Our previous blog on the uniqueness of individual timber markets and wood baskets generated questions and follow-ups on the tyranny of regional averages and the challenge of localizing price forecasts. In our world, there is no such thing as an “average timber market.” Which, by extension, means there is no such thing as a “regional” timber price. Who buys or sells timberland, manages timber sales for forest owners or procures logs and stumpage for mills based on regional averages?
In our quarterly price forecasts for the US South, Pacific Northwest and North, we don’t forecast regional prices. Rather, we project prices by state or defined market. For example, for the South, we forecast prices individually for eleven states by product, and our Southern forecast is a volume weighted average of the eleven states. To us, the Southern price or forecast has little meaning; it is simply an “output” and consequence of doing all of the local work in the individual states. When we back-test and evaluate our models each quarter, we go state-by-state and product-by-product. So if we are “on track” with 8 states and “off track” with 3 (so to speak), we are more interested in those individual stories.
To me, this simply aligns with how things work in the world. When I buy gas for my car, I don’t buy based on the Southwide average for gasoline prices. I compare the local price of the QuikTrip near the house to the RaceTrac near the office. And local can mean different things. Mint Mentos at the airport can cost $2.99 per roll but the drugstore two miles away charges $0.99. While the average price is $1.99, who pays that, and how? (And how “local” is another store anyway after you come through airport security and your car sits in long-term parking?)
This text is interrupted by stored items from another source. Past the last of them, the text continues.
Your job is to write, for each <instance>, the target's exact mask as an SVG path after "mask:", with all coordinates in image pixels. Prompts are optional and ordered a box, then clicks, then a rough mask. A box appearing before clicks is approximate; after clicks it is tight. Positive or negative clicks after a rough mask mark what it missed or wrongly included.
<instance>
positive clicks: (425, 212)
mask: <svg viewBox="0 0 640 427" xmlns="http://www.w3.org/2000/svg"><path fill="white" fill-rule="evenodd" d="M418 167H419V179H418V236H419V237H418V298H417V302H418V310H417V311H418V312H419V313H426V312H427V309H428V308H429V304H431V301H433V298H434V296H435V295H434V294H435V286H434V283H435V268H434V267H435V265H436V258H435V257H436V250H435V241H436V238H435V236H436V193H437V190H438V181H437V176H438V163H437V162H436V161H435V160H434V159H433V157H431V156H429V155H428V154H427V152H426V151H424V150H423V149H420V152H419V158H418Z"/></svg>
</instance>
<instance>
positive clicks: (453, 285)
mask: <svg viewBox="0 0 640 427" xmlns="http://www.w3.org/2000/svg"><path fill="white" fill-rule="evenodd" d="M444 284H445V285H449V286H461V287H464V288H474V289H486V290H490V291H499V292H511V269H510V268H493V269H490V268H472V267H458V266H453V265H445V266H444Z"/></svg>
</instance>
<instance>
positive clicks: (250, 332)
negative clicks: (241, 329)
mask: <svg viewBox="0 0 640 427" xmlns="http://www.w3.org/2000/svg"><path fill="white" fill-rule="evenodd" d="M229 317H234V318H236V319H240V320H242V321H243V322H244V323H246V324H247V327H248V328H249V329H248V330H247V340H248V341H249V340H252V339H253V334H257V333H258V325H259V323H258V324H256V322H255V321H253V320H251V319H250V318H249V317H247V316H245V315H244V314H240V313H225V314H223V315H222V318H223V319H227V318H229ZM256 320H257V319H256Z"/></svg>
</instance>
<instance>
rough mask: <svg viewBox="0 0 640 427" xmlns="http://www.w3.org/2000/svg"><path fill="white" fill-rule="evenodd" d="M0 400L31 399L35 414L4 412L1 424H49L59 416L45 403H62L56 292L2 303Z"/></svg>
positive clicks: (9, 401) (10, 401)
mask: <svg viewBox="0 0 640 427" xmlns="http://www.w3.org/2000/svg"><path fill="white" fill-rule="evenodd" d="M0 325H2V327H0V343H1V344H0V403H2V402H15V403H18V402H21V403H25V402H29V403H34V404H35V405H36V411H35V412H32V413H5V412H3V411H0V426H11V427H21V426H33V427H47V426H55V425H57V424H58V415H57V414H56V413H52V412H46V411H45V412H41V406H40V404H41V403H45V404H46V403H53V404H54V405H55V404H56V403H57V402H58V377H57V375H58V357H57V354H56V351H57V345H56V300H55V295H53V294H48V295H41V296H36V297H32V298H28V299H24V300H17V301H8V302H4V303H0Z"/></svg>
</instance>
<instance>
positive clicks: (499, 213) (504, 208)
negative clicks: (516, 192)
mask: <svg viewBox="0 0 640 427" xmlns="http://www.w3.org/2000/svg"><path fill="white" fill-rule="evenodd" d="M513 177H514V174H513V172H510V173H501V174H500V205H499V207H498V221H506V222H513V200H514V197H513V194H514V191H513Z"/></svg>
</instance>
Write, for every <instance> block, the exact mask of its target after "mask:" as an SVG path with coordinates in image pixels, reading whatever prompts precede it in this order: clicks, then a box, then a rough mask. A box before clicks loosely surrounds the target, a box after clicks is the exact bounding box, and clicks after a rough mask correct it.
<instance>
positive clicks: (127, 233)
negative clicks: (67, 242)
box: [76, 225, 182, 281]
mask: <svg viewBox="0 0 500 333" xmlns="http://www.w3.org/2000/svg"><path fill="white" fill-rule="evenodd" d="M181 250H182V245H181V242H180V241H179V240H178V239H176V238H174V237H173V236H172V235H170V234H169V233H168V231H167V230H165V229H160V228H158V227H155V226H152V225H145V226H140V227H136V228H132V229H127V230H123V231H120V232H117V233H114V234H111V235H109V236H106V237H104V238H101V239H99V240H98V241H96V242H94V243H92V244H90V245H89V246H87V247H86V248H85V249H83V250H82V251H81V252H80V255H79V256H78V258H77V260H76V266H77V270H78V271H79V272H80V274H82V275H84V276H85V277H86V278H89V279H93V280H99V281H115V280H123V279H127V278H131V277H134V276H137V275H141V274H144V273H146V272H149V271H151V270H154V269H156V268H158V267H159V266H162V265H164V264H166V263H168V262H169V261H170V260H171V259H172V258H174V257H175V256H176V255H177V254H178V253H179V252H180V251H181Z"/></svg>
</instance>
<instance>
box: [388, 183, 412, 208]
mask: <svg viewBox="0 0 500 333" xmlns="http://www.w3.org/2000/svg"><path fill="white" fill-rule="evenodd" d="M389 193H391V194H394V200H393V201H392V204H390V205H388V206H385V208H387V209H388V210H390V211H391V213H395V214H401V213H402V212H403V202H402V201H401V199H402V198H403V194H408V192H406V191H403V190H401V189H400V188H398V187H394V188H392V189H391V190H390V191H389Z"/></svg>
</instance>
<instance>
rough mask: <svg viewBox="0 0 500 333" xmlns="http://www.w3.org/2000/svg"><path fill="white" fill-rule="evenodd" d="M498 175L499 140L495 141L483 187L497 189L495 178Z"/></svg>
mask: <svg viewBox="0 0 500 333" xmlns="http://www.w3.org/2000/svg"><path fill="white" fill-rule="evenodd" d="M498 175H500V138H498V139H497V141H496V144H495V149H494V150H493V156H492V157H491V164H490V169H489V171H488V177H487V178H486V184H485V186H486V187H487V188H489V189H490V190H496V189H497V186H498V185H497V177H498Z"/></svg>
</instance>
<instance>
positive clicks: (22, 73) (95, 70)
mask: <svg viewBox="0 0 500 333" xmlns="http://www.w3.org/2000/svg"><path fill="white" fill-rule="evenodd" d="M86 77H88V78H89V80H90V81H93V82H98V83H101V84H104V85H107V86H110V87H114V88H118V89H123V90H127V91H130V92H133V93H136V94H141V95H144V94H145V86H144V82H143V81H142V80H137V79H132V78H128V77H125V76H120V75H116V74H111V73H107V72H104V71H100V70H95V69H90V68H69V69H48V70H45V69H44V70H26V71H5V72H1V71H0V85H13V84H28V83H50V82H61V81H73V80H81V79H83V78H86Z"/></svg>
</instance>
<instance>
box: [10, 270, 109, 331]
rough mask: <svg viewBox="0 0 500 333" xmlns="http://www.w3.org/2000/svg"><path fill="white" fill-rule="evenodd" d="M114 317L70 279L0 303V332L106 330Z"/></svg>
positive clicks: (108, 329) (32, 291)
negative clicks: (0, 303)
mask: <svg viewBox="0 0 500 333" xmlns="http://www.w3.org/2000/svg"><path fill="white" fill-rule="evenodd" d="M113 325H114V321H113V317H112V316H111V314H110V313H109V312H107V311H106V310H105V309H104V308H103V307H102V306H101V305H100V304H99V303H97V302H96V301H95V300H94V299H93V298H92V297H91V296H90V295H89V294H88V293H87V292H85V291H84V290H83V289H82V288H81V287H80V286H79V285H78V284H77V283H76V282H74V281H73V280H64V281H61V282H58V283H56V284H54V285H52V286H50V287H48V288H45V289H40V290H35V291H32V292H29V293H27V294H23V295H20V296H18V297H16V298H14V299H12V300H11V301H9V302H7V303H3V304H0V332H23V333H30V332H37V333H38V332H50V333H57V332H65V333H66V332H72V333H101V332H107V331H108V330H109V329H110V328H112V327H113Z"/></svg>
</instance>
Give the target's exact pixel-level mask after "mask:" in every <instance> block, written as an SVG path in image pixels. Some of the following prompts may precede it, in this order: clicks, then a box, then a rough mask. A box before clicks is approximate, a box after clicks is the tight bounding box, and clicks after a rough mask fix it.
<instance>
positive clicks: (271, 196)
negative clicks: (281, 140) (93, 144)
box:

How do local timber markets and wood baskets perform relative to each other given whatever else is happening in the world? Where should you allocate capital or move harvest or divest? We have found that local markets have wide ranges of price-to-demand elasticities and mill risk profiles, beyond those established in regional or national analyses. Differences across markets are statistically significant and provide a rigorous basis to adjust market-specific discount rates, stumpage price forecasts and expected rates of recovery.
If you are in the timber or wood-using sectors, you have to look at the world this way. Deciding where and how to invest in properties or mills is totally different than deciding whether or not to get in or stay in a sector. In this way, forecasting applications serve two totally different masters, and we should be clear on this point. Our team is, for the most part, “bottom up” in our work and thinking. This is how we spend our time.